[ExI] "traditional (Kurzweilian) progress"

Damien Broderick thespike at satx.rr.com
Fri Jun 1 16:19:57 UTC 2007


At 07:04 AM 6/1/2007 -0700, Jeffrey Herrlich wrote:

>I wasn't aware that Vinge had been involved for so
>long (I thought '93 was his debut)

He foreshadowed the Singularity in his fiction in the early 1980s, 
but actually posited it (and dramatized its advent) *using that term* 
in a remarkable sf novel, MAROONED IN REALTIME, in 1986. He and 
others subsequently tracked back both the idea of exponential 
technological change to von Neumann, Good, and others--in THE SPIKE, 
which lists these predecessors, I cite an over-excited 1961 article 
by G. Harry Stine--but Vinge's vivid and iconic representation of the 
Singularity was the seed around which subsequent arguments developed.

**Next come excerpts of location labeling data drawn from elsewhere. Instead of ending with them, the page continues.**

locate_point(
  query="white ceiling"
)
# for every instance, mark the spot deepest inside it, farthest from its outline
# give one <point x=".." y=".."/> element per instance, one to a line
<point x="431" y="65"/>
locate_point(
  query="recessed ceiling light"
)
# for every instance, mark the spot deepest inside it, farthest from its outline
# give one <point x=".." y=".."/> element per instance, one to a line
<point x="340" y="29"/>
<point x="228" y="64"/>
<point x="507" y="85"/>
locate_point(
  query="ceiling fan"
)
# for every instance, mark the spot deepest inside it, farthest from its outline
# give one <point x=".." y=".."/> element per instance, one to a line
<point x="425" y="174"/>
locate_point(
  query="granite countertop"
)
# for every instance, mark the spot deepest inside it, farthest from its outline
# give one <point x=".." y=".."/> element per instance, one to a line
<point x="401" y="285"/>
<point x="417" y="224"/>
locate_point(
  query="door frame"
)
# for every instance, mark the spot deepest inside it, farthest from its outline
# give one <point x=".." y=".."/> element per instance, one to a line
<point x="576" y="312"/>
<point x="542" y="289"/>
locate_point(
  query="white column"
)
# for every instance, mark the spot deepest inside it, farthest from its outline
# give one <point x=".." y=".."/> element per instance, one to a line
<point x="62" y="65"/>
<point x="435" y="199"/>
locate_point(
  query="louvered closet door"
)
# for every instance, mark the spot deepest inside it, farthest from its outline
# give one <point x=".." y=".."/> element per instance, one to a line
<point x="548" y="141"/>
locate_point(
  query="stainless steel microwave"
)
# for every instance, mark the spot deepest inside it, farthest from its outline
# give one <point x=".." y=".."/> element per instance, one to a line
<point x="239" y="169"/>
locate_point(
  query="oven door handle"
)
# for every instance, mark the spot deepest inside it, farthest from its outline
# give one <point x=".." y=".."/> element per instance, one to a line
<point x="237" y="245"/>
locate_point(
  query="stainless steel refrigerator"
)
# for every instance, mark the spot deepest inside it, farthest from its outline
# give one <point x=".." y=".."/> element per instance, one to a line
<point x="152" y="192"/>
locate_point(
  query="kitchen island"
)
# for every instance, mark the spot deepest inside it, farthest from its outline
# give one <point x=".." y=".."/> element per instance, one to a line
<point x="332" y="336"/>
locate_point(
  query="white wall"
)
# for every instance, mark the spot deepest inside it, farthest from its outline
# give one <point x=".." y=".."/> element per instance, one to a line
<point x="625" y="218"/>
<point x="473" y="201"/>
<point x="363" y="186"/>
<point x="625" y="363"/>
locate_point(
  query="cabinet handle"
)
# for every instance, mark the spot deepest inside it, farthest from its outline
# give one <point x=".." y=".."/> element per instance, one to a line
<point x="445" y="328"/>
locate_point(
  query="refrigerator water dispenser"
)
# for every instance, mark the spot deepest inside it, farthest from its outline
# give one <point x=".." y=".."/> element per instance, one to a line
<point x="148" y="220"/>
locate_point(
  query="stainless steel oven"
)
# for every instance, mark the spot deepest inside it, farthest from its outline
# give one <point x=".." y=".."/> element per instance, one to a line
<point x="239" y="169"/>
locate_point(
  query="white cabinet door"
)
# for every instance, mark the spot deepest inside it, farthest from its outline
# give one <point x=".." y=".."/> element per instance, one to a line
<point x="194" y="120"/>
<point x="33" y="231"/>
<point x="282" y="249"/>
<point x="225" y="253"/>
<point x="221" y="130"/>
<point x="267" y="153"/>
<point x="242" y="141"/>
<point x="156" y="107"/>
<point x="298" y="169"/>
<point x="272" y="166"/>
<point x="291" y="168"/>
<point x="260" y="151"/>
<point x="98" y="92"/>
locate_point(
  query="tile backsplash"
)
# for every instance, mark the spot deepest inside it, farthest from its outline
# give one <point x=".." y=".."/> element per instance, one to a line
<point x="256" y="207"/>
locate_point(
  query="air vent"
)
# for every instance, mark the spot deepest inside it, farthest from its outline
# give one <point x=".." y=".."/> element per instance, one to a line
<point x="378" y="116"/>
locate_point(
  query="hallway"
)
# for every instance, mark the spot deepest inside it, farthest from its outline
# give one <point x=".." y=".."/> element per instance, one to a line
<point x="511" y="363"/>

Here's a minor throwaway image from that novel:

"They were famous pictures: Death on a Bicycle, Death Visits the 
Amusement Park.... They'd been a fad in the 2050s, at the time of the 
longevity breakthrough, when people realized that but for accidents 
and violence, they could live forever. Death was suddenly a pleasant 
old man, freed from his longtime burden. He rolled awkwardly along on 
his first bicycle ride, his scythe sticking up like a flag. Children 
ran beside him, smiling and laughing."